COVID-19 outbreak has been a massive catalyst of sorts for telehealth in the country. Although it came to prominence in unfortunate circumstances, for a country like India with large swathes of remote and nearly-inaccessible terrain, as well as a large part of the hinterland remaining outside the ambit and reach of regular physical healthcare personnel and services, this has been a much-needed impetus. Particularly for millions of people in the country whose health conditions have been compromised for decades merely due to lack of access to quality professional services and infrastructure, the recent technology-driven push has been nothing short of lifesaving.
Yet, the take off of telehealth in the country has not been without its share of challenges, something which is inherent in any project of this magnitude. And data security and privacy are among the challenges that happen to be at top of the heap. Notably, in a recent instance, the Kerala High Court had to issue directives for protecting the privacy of data of COVID-19 patients, making it incumbent on the state government to anonymise the data before sharing it with a third party.
Private health information outvalues financial data
The ongoing digitisation of the health ecosystem is riddled with a welter of technical, regulatory, logistical and moral concerns. Some of those concerns could be: interoperability of data, integrity of digital platforms and apps, uniformity of EHRs (electronic health record), ambiguities and vulnerabilities around software compliance with data security norms, less-than-friendly user interfaces, presence of mass of untrained and undertrained healthcare personnel and patients, and inadequate foundational IT infrastructure. Of these, security of data and patient privacy has been one of the leading concerns. Remember, the Interpol had issued a purple notice in April last year on a possible cyber attack on critical healthcare institutions. In fact, there have been assertions made in some quarters that the private health information (PHI) outvalues even financial data or other personal information on the black market.
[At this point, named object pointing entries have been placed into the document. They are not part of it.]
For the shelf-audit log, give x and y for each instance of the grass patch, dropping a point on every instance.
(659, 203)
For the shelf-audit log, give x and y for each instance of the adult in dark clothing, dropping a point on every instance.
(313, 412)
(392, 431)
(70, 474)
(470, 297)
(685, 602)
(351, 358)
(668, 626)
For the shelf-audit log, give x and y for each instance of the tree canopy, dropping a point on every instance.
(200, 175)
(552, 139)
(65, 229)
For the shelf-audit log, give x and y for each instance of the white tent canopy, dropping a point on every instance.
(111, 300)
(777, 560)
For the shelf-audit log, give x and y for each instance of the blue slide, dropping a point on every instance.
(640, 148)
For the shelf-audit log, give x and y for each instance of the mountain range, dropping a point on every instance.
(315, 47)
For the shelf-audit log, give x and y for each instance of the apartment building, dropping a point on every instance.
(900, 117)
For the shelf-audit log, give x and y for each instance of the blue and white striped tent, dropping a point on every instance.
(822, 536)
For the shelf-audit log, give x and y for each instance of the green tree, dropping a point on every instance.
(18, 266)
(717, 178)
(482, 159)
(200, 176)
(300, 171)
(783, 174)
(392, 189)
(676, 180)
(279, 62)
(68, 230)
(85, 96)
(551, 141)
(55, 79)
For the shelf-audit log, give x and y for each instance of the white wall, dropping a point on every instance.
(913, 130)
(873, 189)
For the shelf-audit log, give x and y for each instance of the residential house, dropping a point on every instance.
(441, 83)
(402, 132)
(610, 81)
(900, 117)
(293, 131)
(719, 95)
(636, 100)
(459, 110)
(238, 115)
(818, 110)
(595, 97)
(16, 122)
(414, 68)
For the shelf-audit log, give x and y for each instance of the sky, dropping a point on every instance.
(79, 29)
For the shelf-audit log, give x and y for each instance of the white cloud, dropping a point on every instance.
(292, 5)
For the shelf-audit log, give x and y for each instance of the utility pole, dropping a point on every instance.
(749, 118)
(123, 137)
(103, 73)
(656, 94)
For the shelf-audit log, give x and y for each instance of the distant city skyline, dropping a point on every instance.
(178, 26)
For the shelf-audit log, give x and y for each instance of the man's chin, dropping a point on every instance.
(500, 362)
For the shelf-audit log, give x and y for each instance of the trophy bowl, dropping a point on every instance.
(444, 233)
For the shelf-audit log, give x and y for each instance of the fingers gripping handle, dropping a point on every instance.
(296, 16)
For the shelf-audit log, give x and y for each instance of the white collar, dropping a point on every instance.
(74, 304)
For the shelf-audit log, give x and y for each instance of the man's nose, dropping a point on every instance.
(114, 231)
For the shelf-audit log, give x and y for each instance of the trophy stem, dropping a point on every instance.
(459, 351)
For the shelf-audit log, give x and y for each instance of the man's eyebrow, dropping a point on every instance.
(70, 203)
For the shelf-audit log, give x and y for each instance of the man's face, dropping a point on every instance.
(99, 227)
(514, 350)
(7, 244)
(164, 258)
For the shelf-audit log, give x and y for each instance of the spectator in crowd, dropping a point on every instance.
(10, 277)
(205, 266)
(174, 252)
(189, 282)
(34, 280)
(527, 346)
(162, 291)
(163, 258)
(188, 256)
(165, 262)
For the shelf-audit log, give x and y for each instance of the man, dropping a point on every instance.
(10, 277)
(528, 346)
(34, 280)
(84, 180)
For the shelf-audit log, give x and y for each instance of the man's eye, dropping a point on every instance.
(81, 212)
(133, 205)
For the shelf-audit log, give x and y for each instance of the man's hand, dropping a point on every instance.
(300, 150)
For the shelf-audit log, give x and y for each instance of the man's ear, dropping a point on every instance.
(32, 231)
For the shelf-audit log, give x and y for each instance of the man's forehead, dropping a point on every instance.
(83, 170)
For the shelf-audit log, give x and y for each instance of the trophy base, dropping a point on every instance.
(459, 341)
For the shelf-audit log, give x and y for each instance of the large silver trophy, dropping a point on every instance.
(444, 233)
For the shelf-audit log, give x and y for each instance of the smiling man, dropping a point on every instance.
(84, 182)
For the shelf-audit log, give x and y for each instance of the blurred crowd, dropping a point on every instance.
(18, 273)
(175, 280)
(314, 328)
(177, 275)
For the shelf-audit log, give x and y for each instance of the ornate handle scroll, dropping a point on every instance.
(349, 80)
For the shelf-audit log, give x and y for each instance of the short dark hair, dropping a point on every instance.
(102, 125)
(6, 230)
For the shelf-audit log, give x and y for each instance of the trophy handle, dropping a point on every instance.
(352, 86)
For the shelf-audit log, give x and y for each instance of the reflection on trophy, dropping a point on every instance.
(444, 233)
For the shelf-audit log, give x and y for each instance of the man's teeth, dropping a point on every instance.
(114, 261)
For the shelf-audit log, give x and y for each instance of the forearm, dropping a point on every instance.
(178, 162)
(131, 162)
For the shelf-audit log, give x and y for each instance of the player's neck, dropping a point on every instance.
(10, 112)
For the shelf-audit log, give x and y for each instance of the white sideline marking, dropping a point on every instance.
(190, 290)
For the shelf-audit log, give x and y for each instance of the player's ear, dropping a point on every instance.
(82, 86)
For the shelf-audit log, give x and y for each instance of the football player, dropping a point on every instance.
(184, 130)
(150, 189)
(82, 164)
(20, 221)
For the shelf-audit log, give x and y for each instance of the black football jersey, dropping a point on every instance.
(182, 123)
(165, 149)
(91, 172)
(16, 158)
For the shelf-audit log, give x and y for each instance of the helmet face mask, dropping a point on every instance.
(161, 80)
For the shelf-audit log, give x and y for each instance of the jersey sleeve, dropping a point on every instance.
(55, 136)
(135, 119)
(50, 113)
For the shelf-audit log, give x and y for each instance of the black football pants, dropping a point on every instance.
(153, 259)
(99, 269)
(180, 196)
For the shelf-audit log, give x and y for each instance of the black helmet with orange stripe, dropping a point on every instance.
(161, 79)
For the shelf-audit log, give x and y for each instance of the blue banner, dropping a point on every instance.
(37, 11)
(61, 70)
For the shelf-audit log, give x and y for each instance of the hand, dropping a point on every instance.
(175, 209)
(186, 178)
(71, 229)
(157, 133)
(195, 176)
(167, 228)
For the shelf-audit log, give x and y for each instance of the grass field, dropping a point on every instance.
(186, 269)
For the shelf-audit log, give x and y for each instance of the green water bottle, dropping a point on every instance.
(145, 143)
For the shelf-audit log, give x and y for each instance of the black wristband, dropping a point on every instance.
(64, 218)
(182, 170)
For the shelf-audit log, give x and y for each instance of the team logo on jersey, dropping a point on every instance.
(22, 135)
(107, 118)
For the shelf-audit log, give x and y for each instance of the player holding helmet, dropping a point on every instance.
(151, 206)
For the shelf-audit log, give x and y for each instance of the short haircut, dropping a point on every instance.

How the govt has sought to provide for health data security
Although the IT Act 2000 and Information Technology Rules 2011 have laid down that medical records and history as well as physical, psychological and mental health conditions constitute a component of ‘sensitive personal data or information’ (SPDI), these were obviously not enough. In 2018, the ministry of health and family welfare had come up with a comprehensive Digital information Security in Healthcare Act (DISHA) with a view to establish National Digital Health Authority and Health Information Exchanges. The Act had stringent provisions for data safety and privacy, barring the use, access or disclosure of data for any commercial purpose whatsoever, except for processing insurance claims by insurance companies. Then, the Personal Data Protection Bill (PDP), 2019, under section 3(36), has provided that the ‘health data’ of an individual constitutes ‘sensitive personal data’. Furthermore, the 2020 telemedicine guidelines have made the registered medical practitioner (RMP)/healthcare service provider largely responsible for the protection and privacy of data. Most recently, as part of the colossal Digital Health Mission, the government has sought to assure people of protecting patient data and privacy through a draft health data management policy. This has been approved by the health ministry after a due public consultation exercise. In this, the government has clearly defined several terms related with data protection such as personal data, personal data identifier (PHI), data principal, sensitive personal data, data fiduciary, consent manager, health information provider, and health information user among others while laying out a method of obtaining consent and securing the rights of data principals. With safeguards, the draft has stipulated that only a prior informed consent through designate consent managers would permit data fiduciaries to access data even as the ownership and control would remain with data principals.
What more could govt do
Yet, there are issues in most of these laws and rules that need to be addressed. For instance, on the most recent draft health data management policy, experts have pointed out drawbacks, ranging from allowing Aadhaar to be used for creation of health Id to excessive collection of personal data and leaving scope for data re-identification through allowing the sharing of anonymised and de-identified data. Similarly, there are seemingly different positions enunciated by DISHA and the PDP Bill. While DISHA takes a more rigorous view of individual’s control and therefore privacy of data in general and specifically in terms of non-consent based processing of data, PDP has a somewhat more lenient approach. DISHA requires consent at every stage of data use unlike the PDP. This impacts the health supervision of patients needing to use wearable technologies. Another difference has been that DISHA takes a more restrictive view of even the government using of an individual’s data, unlike the PDP Bill. So now that telehealth has been in a mode of ascendancy like never before, the authorities need to resolve these divergences through a comprehensive health data protection law. The sooner the PDP Bill becomes an Act and is enforced, the better.
In sum, data security and privacy remains an overriding concern in the field of telehealth. Just as the government has been pretty focused on the issue, the private telehealth players must become a partner of the government in maintaining highest standards of patient data security and privacy.